昼休みの店内は腹を空かせた学生で満員だった。
そしてそのフロアーの中央近くのテーブルでは、九龍、皆守、八千穂、取手の4人が忙しなく走り回る店員を後目に空腹を抱えているところだった。
「ったく、いつになったら出てくるんだよ、俺のカレーは」
倒置法まで用いて非難しているのに、皆守の嘆きはウェイトレスたちの耳には届かない。
取手の「しかたないよ、混んでるし、今日のマミーズも」という倒置しすぎたフォローも彼らの不機嫌を助長させるだけだ。
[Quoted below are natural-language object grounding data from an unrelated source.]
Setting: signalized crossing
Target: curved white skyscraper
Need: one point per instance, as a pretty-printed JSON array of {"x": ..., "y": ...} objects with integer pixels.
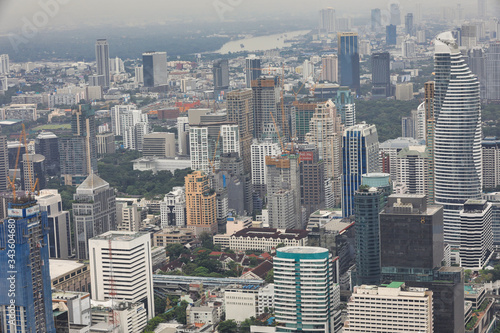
[{"x": 457, "y": 141}]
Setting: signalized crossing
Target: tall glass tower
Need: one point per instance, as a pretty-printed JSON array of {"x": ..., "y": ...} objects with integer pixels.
[
  {"x": 26, "y": 296},
  {"x": 306, "y": 297},
  {"x": 457, "y": 138}
]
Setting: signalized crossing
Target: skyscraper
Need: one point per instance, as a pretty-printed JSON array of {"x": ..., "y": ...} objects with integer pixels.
[
  {"x": 78, "y": 152},
  {"x": 26, "y": 297},
  {"x": 457, "y": 139},
  {"x": 240, "y": 111},
  {"x": 252, "y": 70},
  {"x": 154, "y": 66},
  {"x": 376, "y": 19},
  {"x": 327, "y": 20},
  {"x": 201, "y": 215},
  {"x": 102, "y": 60},
  {"x": 360, "y": 155},
  {"x": 306, "y": 297},
  {"x": 330, "y": 67},
  {"x": 220, "y": 71},
  {"x": 349, "y": 59},
  {"x": 130, "y": 268},
  {"x": 381, "y": 74},
  {"x": 94, "y": 212}
]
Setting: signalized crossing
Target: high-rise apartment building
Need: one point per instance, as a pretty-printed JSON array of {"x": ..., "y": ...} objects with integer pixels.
[
  {"x": 306, "y": 296},
  {"x": 330, "y": 65},
  {"x": 121, "y": 269},
  {"x": 349, "y": 59},
  {"x": 26, "y": 297},
  {"x": 381, "y": 75},
  {"x": 260, "y": 150},
  {"x": 60, "y": 243},
  {"x": 266, "y": 105},
  {"x": 457, "y": 138},
  {"x": 392, "y": 307},
  {"x": 346, "y": 107},
  {"x": 240, "y": 111},
  {"x": 360, "y": 155},
  {"x": 154, "y": 66},
  {"x": 78, "y": 152},
  {"x": 94, "y": 212},
  {"x": 173, "y": 208},
  {"x": 220, "y": 71},
  {"x": 102, "y": 60},
  {"x": 327, "y": 21},
  {"x": 283, "y": 191},
  {"x": 252, "y": 70},
  {"x": 476, "y": 235},
  {"x": 47, "y": 144},
  {"x": 201, "y": 214}
]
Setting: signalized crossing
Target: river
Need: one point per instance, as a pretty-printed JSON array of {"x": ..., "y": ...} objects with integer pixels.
[{"x": 261, "y": 43}]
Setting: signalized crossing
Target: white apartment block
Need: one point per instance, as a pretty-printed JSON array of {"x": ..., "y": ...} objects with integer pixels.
[
  {"x": 243, "y": 302},
  {"x": 259, "y": 170},
  {"x": 391, "y": 308},
  {"x": 230, "y": 135},
  {"x": 173, "y": 208},
  {"x": 130, "y": 268}
]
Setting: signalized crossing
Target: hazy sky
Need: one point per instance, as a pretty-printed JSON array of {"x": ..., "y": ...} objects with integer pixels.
[{"x": 14, "y": 14}]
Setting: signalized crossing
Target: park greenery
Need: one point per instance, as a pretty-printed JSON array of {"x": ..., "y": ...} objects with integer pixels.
[{"x": 117, "y": 170}]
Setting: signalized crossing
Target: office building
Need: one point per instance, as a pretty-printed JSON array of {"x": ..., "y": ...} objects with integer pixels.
[
  {"x": 4, "y": 64},
  {"x": 33, "y": 174},
  {"x": 327, "y": 21},
  {"x": 381, "y": 309},
  {"x": 220, "y": 71},
  {"x": 26, "y": 297},
  {"x": 390, "y": 35},
  {"x": 260, "y": 150},
  {"x": 360, "y": 155},
  {"x": 395, "y": 14},
  {"x": 94, "y": 212},
  {"x": 173, "y": 208},
  {"x": 4, "y": 163},
  {"x": 105, "y": 144},
  {"x": 60, "y": 243},
  {"x": 369, "y": 200},
  {"x": 283, "y": 191},
  {"x": 409, "y": 27},
  {"x": 381, "y": 75},
  {"x": 240, "y": 111},
  {"x": 349, "y": 60},
  {"x": 252, "y": 70},
  {"x": 346, "y": 107},
  {"x": 458, "y": 174},
  {"x": 47, "y": 144},
  {"x": 476, "y": 235},
  {"x": 412, "y": 169},
  {"x": 201, "y": 214},
  {"x": 266, "y": 105},
  {"x": 159, "y": 145},
  {"x": 305, "y": 295},
  {"x": 78, "y": 153},
  {"x": 491, "y": 162},
  {"x": 376, "y": 19},
  {"x": 154, "y": 66},
  {"x": 411, "y": 236},
  {"x": 330, "y": 65},
  {"x": 102, "y": 61},
  {"x": 121, "y": 268},
  {"x": 493, "y": 72}
]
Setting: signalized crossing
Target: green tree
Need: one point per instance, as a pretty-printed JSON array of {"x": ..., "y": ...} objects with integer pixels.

しかし、そんな彼らの中で、九龍だけが不敵に微笑むのだった。「どしたの、九チャン? マッチでも擦ってるの?」
「俺は少女か?」
「そういやあの子、名前ないよね」
「本当にかわいそう」
「いやそんなことより、お前ら俺の不敵な笑みの理由を聞け」
「ガラスの靴でも拾ったの?」
「お母さんが白鳥だったとか?」
「大聖堂でルーベンスの絵でも見たんだろ」
「それどの場面でも不敵に微笑んでないと思うぞ。つーか、いいからこれを見ろ!」
九龍がテーブルの上に取り出したの、何の変哲もない卵だった。
皆守と八千穂の視線が、取手に集まる。
「……僕、正解だったの?」
「もういいから。ホントもういい超ウザい。俺が言いたいのはそんなことじゃなくて、もっとすごいことなんだよ!」
テーブルの上の塩を手に振りかけ、卵をもう片方の手に乗せる。
「いいか、よーく見とけよ」
その卵と塩をみんなに見せつけて、九龍はゆっくりと深呼吸。
ただならぬ雰囲気に八千穂が息を呑む。取手が汗を握る。皆守がアクビする。
そして、九龍の両手が気合いとともに──────Compound!
「ええっ!?」
それは一瞬のことだった。
ついさっきまで九龍の手にあった卵と塩が姿を消し、代わりに九龍の前のテーブルに現れたのは温かそうなオムレツ。ご丁寧にケチャップで『Get Treajer!』と書かれたオムレツだったのだ。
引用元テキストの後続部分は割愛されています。